The next step in creating a financial plan is to assess where you are today. To do this, you will need to understand how much you currently pay for your bills, how much debt you now owe, and how much you spend on yourself for things like food, clothing, and other “discretionary” expenses. 

Tracking expenses can be difficult for anyone. It requires a sustained focus and attention to detail over time. This may be particularly challenging, depending on your particular ADHD symptoms. To help with this step, take advantage of apps and software that can automatically track and compile your spending into categories for you to analyze. 

You can check out this post for a list of Money Management Apps.

Outcome of this step: A detailed list of all your expenses, debts, and how much you currently pay for everything.

Personal financial palnning on a napkin

3. Develop a Plan: Putting it all together

The next step in the process is to look at where you want to go compared to where you currently are financially. Think through the following:

Income:  Determine if your current income and projected future income will be enough to reach your goals. If not, decide how you will increase your income (I.e., Side hustle, improve skills, ask for a raise, find a new job, etc.) If yes, move on to the next step.

Investing: Your long-term goals, like retirement, will likely need more funds than you can contribute from your income alone. Therefore, you will need to develop an investment strategy to help supplement your savings.

Security: What safeguards do you have to ensure you will receive the income you have projected in the last step and not lose the wealth you accumulate.

Options to secure your money:

  • Build an emergency fund. Emergency funds help you manage unforeseen expenses.
  • Keep your money in an insured bank.
  • Purchase insurance to protect your wealth and your income potential (I.e., disability insurance, health insurance, homeowners or renter’s insurance, etc.)

Spending: How do you ensure you spend and save the right amount at the correct times to reach your goals? Build a budget.

Outcomes of this step: 

  • Determining if and how to increase your income if necessary
  • Purchasing insurance to secure your income potential and your wealth
  • A budget that you can stick to.
  • Your plan detailing how you will achieve your goals and manage your spending and saving to reach your objectives. 

4. Execute the plan: Making it all work for you

You now have all the pieces in place. The last step is to live your plan. In your plans, you will identify actions that need to occur—purchasing insurance, increasing your income, and investing for the long term. 

All of these tasks take place now. Additionally, you should now have a weekly or monthly budget that you can use to help you appropriately allocate the money you have coming into your different goals.

This is another stage when apps and automation can play a huge role in helping someone with ADHD reach their goals. 

For more tips on how to manage your money with ADHD, please check How ADHD May Affect Your Money



One of the most critical aspects of financial planning is understanding where you want to be financially.

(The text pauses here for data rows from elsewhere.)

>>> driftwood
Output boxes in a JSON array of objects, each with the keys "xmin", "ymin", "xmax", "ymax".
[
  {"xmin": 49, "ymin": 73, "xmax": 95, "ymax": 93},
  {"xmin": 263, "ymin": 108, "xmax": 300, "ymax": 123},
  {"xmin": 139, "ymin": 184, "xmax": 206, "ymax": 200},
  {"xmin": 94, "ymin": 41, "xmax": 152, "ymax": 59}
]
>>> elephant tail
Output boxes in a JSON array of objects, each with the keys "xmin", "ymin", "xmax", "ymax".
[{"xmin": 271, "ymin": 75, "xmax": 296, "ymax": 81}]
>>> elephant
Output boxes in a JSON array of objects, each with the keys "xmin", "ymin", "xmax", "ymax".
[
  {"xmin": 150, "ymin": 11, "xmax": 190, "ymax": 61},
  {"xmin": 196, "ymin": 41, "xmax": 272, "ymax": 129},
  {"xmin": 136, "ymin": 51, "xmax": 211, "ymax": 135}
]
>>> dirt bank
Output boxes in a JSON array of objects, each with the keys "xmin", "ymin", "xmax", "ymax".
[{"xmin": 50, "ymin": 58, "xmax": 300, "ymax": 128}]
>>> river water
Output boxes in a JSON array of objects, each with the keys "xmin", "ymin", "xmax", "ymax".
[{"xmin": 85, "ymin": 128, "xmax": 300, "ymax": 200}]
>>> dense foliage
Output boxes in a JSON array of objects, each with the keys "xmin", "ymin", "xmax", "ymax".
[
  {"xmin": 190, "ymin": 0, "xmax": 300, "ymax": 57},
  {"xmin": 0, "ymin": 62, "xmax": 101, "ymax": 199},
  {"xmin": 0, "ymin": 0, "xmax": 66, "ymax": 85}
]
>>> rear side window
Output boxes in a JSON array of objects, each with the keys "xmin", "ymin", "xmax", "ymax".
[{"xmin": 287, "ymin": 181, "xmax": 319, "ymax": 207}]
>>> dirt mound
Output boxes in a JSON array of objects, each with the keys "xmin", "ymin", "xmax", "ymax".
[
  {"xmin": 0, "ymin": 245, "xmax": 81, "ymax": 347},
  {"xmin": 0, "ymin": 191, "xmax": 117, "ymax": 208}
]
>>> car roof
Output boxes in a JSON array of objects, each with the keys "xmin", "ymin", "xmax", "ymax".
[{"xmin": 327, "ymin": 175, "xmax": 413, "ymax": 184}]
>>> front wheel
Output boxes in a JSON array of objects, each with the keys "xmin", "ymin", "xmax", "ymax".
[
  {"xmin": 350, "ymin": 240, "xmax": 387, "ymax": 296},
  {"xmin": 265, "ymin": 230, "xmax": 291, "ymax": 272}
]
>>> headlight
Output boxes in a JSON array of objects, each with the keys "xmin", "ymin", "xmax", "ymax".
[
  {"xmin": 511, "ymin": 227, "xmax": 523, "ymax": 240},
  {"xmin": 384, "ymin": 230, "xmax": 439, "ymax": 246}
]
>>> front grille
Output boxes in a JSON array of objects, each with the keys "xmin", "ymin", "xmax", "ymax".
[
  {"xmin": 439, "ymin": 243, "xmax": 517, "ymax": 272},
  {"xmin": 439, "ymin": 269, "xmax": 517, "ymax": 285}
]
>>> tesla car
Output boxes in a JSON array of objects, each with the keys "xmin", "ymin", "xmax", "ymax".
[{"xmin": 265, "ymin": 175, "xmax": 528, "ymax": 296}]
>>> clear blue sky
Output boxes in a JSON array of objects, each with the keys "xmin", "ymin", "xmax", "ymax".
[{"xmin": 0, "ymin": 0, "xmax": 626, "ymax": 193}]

Your goals may include saving for retirement, buying a home, or paying off debt. It’s essential to be realistic about what you can achieve and create an achievable plan using your available resources.

As someone with ADHD, this type of planning, organization and focus can be challenging. While it may not keep your interest, it is critically important to help you reach your goals. If you get derailed by any part of the planning process, seek help from friends, family, ADHD coaches, or certified financial planners. Their guidance and support can help to get you back on track.